New CNG cars cost anywhere from $3500 to $5000 more than their gas counterparts, but given economies of scale, that number should come done substantially given a large move to CNG vehicles.

Then we have the infrastructure. Natural-gas pipelines are not cheap. But, 64% of the world's pipelines are already pumping natural gas compared to 17% for oil. The U.S. has an extensive pipeline network.
U.S. Pipelines
Natural-gas pipeline construction costs are about $60k per inch mile, according to the Intrastate Natural Gas Association of America (INGAA).
Natural Gas Flow
At current rates, between 1000 and 1,500 miles of new pipe are expected to be built between the U.S. and Canada through 2030, given current rates. At least $160 billion in pipeline expenditures are expected annually until 2030 including those needed in the arctic.

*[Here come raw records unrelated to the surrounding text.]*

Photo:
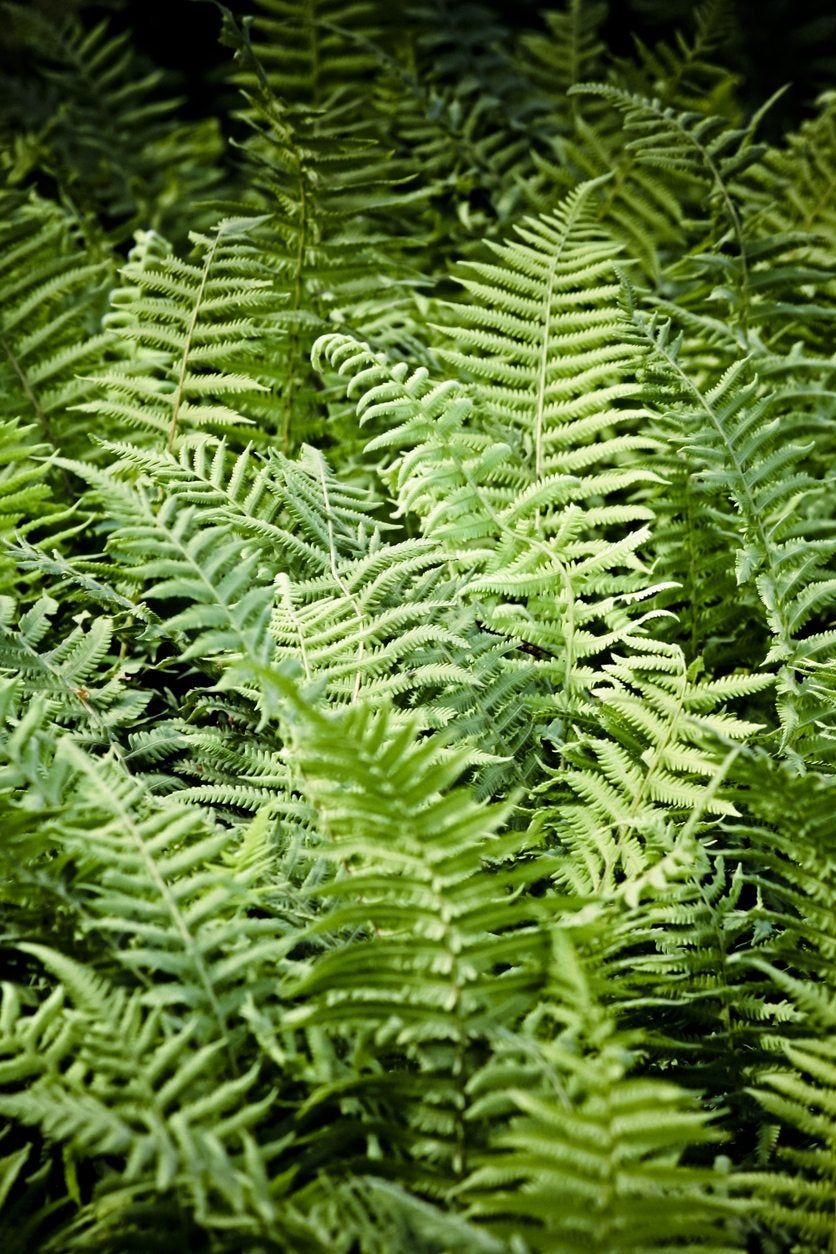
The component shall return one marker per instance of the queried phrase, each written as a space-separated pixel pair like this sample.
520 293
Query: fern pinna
416 655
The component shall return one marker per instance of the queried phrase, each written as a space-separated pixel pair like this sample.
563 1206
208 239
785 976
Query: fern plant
416 652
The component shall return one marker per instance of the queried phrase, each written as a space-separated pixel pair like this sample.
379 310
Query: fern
416 669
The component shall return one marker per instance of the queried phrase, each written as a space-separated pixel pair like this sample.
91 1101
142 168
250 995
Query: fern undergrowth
417 665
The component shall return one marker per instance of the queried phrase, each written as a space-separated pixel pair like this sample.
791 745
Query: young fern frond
52 296
740 443
423 907
188 334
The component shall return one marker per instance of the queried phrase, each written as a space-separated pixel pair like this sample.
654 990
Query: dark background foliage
771 43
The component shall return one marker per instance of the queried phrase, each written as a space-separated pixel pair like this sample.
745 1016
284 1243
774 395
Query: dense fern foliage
417 662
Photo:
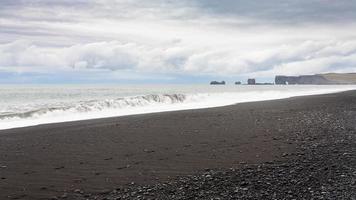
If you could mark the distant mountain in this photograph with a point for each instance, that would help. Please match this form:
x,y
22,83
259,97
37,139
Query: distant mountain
x,y
318,79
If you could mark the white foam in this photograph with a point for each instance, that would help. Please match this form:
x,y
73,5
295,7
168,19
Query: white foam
x,y
94,109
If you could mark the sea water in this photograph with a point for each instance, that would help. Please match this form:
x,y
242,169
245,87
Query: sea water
x,y
22,106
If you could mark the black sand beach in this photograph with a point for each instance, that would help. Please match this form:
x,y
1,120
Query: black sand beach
x,y
297,148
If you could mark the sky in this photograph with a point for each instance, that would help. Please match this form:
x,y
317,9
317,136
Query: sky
x,y
173,41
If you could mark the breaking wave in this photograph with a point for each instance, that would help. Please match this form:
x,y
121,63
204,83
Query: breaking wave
x,y
97,106
27,114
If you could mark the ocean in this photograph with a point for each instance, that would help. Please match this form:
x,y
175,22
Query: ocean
x,y
29,105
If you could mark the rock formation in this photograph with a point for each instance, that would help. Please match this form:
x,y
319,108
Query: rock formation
x,y
318,79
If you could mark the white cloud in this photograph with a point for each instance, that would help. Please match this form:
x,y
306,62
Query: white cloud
x,y
306,58
179,37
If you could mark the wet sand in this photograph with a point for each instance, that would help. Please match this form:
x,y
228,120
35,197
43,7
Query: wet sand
x,y
96,156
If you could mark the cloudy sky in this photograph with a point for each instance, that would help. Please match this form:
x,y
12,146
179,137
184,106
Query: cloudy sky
x,y
173,41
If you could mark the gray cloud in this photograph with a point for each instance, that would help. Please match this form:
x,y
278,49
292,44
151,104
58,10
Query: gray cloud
x,y
255,37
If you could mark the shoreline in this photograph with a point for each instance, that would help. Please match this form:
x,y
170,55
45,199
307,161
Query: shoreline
x,y
94,157
166,111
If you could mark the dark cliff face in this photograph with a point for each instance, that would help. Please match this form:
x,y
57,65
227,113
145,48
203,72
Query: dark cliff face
x,y
217,83
309,79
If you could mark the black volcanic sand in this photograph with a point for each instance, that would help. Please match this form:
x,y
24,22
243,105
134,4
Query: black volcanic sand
x,y
298,148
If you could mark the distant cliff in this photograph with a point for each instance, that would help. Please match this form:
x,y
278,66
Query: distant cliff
x,y
217,83
318,79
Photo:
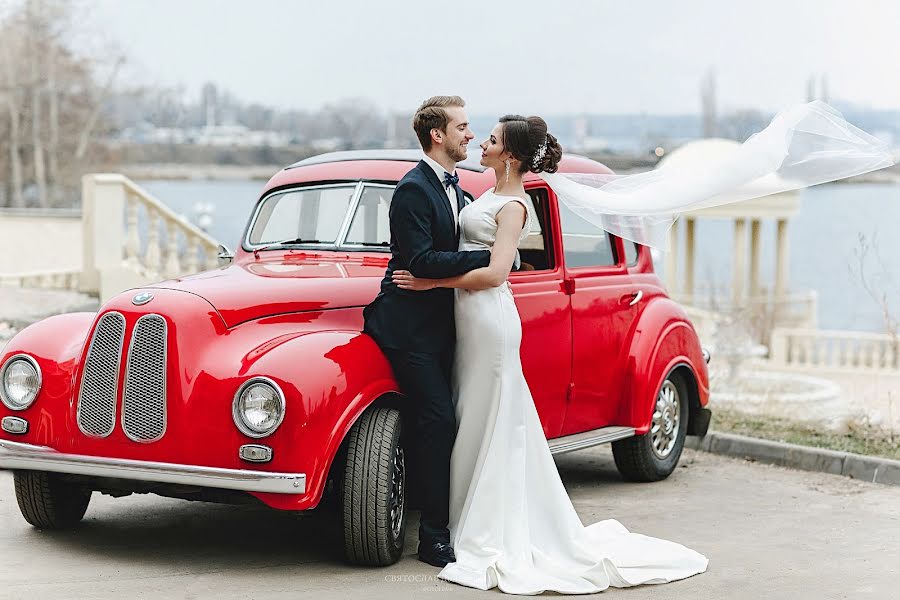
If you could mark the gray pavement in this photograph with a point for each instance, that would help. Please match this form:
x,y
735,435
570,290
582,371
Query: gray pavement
x,y
769,532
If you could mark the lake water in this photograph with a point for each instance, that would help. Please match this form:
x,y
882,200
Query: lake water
x,y
823,239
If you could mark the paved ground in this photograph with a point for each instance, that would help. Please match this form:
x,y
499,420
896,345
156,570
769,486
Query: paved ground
x,y
769,533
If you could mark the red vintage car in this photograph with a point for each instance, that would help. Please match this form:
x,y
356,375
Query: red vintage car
x,y
253,381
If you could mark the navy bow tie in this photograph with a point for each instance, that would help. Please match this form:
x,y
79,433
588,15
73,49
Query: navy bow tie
x,y
450,180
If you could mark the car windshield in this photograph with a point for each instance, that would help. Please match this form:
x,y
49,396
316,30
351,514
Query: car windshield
x,y
314,214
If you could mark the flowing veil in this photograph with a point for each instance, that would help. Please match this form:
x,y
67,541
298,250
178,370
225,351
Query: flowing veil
x,y
804,145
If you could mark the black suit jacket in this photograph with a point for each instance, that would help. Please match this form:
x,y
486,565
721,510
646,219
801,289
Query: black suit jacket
x,y
424,242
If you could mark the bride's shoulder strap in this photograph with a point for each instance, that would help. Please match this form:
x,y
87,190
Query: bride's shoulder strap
x,y
525,204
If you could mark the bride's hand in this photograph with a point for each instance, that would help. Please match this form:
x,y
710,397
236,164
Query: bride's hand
x,y
406,281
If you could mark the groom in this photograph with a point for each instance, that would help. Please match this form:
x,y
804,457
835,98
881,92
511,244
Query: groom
x,y
416,330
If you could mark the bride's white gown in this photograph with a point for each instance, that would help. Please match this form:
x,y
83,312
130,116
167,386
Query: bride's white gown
x,y
512,524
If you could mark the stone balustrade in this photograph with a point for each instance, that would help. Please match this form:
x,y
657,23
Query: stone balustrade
x,y
131,238
53,280
812,349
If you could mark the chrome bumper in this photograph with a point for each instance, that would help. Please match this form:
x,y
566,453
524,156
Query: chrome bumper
x,y
15,455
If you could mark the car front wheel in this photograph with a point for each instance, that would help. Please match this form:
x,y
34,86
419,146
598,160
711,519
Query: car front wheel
x,y
654,455
49,502
373,493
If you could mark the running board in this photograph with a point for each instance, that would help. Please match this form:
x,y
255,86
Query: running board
x,y
595,437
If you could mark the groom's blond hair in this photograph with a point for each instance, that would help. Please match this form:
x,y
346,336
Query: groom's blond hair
x,y
431,115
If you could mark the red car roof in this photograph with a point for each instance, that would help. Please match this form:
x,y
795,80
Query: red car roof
x,y
392,165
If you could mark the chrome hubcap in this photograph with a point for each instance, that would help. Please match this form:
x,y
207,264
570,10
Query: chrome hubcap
x,y
666,418
398,485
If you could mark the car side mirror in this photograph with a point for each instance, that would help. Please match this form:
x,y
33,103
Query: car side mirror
x,y
224,256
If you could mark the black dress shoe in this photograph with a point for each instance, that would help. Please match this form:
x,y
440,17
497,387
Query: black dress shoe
x,y
437,554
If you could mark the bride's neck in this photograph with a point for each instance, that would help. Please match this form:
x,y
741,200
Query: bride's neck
x,y
512,186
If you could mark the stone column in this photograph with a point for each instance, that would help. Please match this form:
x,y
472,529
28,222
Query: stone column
x,y
782,259
102,236
690,224
672,261
755,227
739,274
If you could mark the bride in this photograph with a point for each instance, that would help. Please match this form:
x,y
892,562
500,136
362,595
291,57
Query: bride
x,y
511,521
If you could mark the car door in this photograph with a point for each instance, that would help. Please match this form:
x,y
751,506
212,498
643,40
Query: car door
x,y
543,307
604,305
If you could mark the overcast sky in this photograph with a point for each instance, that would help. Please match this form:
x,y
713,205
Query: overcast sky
x,y
526,56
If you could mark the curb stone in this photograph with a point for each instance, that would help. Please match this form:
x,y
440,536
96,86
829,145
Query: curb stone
x,y
805,458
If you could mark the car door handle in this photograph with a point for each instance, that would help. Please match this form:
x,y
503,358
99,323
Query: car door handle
x,y
632,299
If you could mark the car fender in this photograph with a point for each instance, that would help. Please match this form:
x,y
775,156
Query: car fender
x,y
664,340
55,343
329,378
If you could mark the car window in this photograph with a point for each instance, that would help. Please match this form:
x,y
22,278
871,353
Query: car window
x,y
310,214
533,250
584,244
370,225
631,252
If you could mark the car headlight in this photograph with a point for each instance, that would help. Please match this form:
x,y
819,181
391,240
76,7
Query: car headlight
x,y
258,407
20,381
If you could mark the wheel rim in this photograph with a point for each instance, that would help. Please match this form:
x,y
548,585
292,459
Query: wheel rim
x,y
398,484
666,420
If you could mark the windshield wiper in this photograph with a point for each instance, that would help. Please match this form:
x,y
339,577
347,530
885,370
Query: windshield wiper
x,y
289,242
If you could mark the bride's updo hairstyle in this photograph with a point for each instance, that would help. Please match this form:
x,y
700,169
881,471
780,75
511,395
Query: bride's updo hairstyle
x,y
527,139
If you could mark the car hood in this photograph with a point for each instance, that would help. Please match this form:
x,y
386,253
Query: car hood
x,y
286,284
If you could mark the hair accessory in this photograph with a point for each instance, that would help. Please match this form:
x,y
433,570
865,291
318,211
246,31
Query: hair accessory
x,y
539,155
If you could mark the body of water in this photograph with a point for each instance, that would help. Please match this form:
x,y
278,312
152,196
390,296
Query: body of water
x,y
824,240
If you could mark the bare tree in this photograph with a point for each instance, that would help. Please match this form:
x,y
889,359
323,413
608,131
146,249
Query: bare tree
x,y
876,286
53,104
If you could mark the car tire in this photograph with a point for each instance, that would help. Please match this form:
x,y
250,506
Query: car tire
x,y
654,455
49,502
373,493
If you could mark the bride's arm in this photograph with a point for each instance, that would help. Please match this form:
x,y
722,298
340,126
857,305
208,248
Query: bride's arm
x,y
510,220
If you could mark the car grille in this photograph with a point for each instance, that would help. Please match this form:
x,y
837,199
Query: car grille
x,y
144,396
144,399
97,398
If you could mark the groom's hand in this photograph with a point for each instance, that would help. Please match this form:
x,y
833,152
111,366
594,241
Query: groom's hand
x,y
407,281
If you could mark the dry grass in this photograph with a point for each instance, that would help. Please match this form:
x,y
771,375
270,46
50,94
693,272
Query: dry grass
x,y
859,439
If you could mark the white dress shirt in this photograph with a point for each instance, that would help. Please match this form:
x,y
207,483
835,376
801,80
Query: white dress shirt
x,y
451,191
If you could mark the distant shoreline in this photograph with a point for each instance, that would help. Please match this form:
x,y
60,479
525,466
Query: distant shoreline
x,y
214,172
155,171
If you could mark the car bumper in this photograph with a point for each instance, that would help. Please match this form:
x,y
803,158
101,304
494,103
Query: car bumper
x,y
18,456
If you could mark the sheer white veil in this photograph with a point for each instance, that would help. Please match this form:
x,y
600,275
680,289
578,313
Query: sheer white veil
x,y
804,145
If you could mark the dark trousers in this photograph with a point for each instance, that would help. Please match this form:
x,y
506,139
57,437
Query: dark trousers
x,y
425,379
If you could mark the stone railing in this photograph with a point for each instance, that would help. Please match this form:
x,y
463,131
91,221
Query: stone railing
x,y
811,349
793,309
55,280
130,238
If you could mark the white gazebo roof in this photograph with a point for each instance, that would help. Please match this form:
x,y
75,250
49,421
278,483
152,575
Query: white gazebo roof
x,y
781,205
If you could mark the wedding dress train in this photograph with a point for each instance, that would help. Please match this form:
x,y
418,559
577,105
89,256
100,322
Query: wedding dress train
x,y
512,523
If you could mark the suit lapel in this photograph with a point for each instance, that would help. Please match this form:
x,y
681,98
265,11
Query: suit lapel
x,y
431,176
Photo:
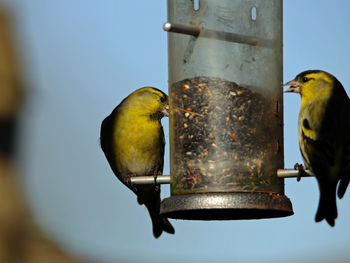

If the nation converts it's fleet of cars and trucks, that will increase significantly. Pipelines are by far the safest way to transport natural gas, though trucking it regionally shouldn't be ruled out.
The INGAA estimates current pipeline costs in three scenarios.
Pipeline Scenarios
It's impossible to tell what the total pipeline expenditures would be for a conversion process of the world's fleet of cars to natural gas from oil, but it would conservatively be in the hundreds of billions of dollars.

If we estimate a $2 trillion total, all-in cost of oil to NG conversion, we are probably in the right ballpark. If we compare that to the $1.2 trillion the U.S. alone has spent on war in the Middle East, then about 60% of that world conversion cost could have been paid for already. We could have been well on our way.

The numbers are big, but so are the payoffs. Natural gas is cleaner and very abundant. We have enough oil to see us through a transition to natural gas. Inotherwords, we have enough of both fuels to use for transportation for the foreseeable future. That is not a bad situation and it is certainly not as apocalyptic as many analysts make it seem.

If our anticipated grid solutions in thorium nuclear work out, we will have plenty of safer and cheaper energy options for us and a few succeeding generations to come.